Ettore Messina ha annunciato il suo addio all’EA7 Olimpia Milano durante un consiglio di Eurolega chiudendo il rapporto con il club dopo sette anni tra panchina e dirigenza a Milano.
La separazione conclude un ciclo vincente e apre una fase di transizione per l’EA7, che dovrà definire assetto tecnico e organizzativo dopo l’uscita di una figura centrale del progetto. Ultimo aggiornamento: 29 giugno 2026.
Dal campo alla scrivania: dimissioni e permanenza in dirigenza
Il percorso recente ha visto Messina lasciare la guida tecnica lo scorso novembre quando ha rassegnato le dimissioni da capo allenatore pur restando nell’organigramma come dirigente. La scelta ha rappresentato un passaggio dalla gestione del parquet alla definizione della strategia sportiva mantenendo continuità nelle decisioni su roster e staff. L’annuncio al consiglio di Eurolega ha segnato la conclusione anche del ruolo dirigenziale, ponendo fine a ogni legame operativo con il club.
Il contesto dell’addio è istituzionale e condiviso con gli altri club europei, a conferma del peso della figura di Messina nello scenario continentale. La decisione, maturata dopo mesi in area manageriale, è stata presentata come avvio di una nuova fase professionale, con la prospettiva di una nuova avventura al di fuori dell’Olimpia, senza dettagli ufficiali sui prossimi incarichi.

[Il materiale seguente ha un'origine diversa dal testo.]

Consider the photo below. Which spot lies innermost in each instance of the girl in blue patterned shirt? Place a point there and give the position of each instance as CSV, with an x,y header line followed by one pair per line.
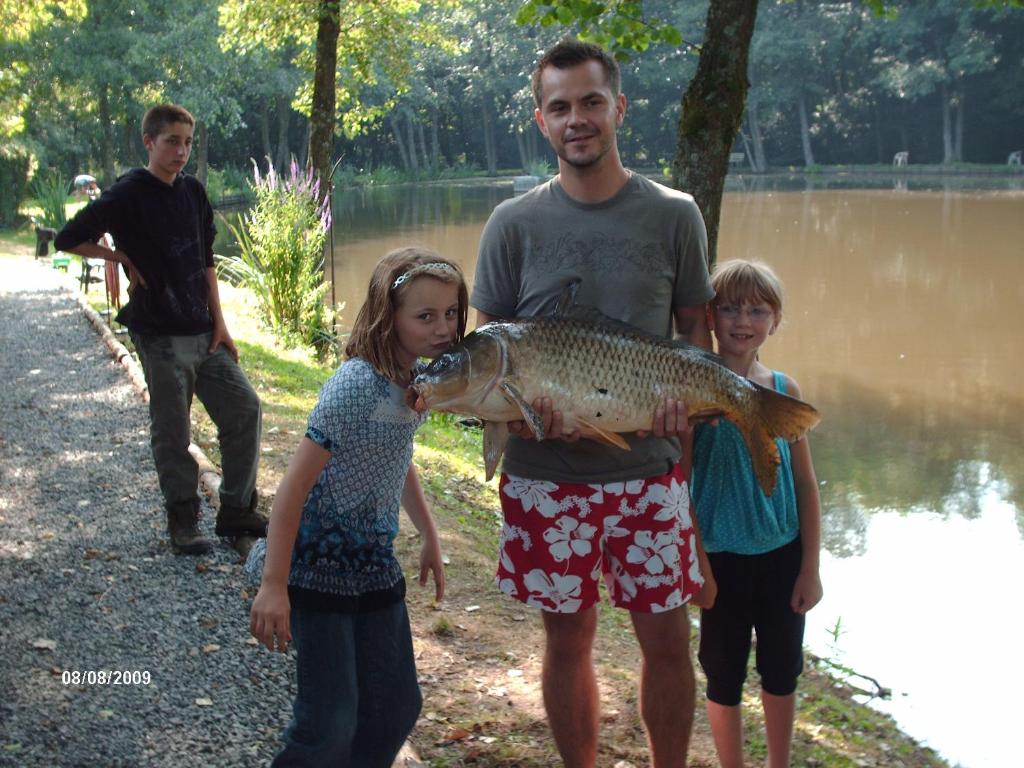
x,y
330,578
763,550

Sette anni e 10 trofei: il bilancio dell’era Messina
Nel settennato di Messina, l’EA7 ha conquistato 10 trofei tra cui 4 scudetti rafforzando lo status nazionale del club. I risultati si sono inseriti nella tradizione vincente dell’Olimpia, che nella sua storia può contare 32 titoli italiani. L’apporto è stato duplice: costruzione di roster competitivi e impostazione di processi interni per sostenere continuità e rendimento nelle principali competizioni.
La regia tecnica prima e quella dirigenziale poi hanno favorito una gestione integrata dello spogliatoio, della pianificazione del mercato e della valorizzazione del personale. La squadra ha mantenuto ambizioni su più fronti, con un’identità basata su disciplina, attenzione ai dettagli e programmazione pluriennale. Sul piano europeo, la presenza costante ai massimi livelli ha consolidato la reputazione dell’Olimpia come realtà stabilmente competitiva.
Impatto organizzativo e scelte per il dopo
La presenza di Messina ha inciso sulla catena decisionale del club, dalla gestione delle risorse tecniche alla definizione delle linee guida per staff e settore giovanile. Il suo prolungamento in dirigenza dopo le dimissioni ha garantito continuità al progetto nel corso della stagione, limitando contraccolpi operativi. Con la separazione ufficializzata al consiglio di Eurolega, l’EA7 deve ora ridefinire ruoli e responsabilità interne, valutando se proseguire sul tracciato impostato o aprire a nuove direttrici.
La scelta del successore, o di una diversa configurazione manageriale, avrà effetti su pianificazione del roster metodo di lavoro e approccio al mercato. Le priorità immediate includono la salvaguardia degli standard competitivi raggiunti e la gestione dell’inevitabile fase di transizione, affinché il patrimonio di competenze e risultati non venga disperso.
Reazioni attese e prospettive per club e tecnico
La notizia ha richiamato l’attenzione della piazza milanese, degli addetti ai lavori e del movimento cestistico, perché segna la chiusura di un riferimento organizzativo e tecnico. Senza Messina nella struttura, si apre una finestra per ricalibrare processi, responsabilità e tempi del rinnovamento, con l’obiettivo di mantenere il livello mostrato negli ultimi anni in ambito nazionale ed europeo. La comunità sportiva guarda alla capacità dell’Olimpia di coniugare continuità e aggiornamento nelle prossime scelte.
Per Messina, l’uscita da Milano archivia un capitolo professionale caratterizzato da risultati misurabili e dalla centralità nella governance sportiva del club. La decisione di intraprendere una nuova avventura apre scenari su futuri incarichi, senza dichiarazioni ufficiali sui dettagli. Il dato consolidato resta il bilancio dei sette anni: 10 trofei complessivi, 4 scudetti e un impatto strutturale che ha inciso sull’identità competitiva dell’EA7.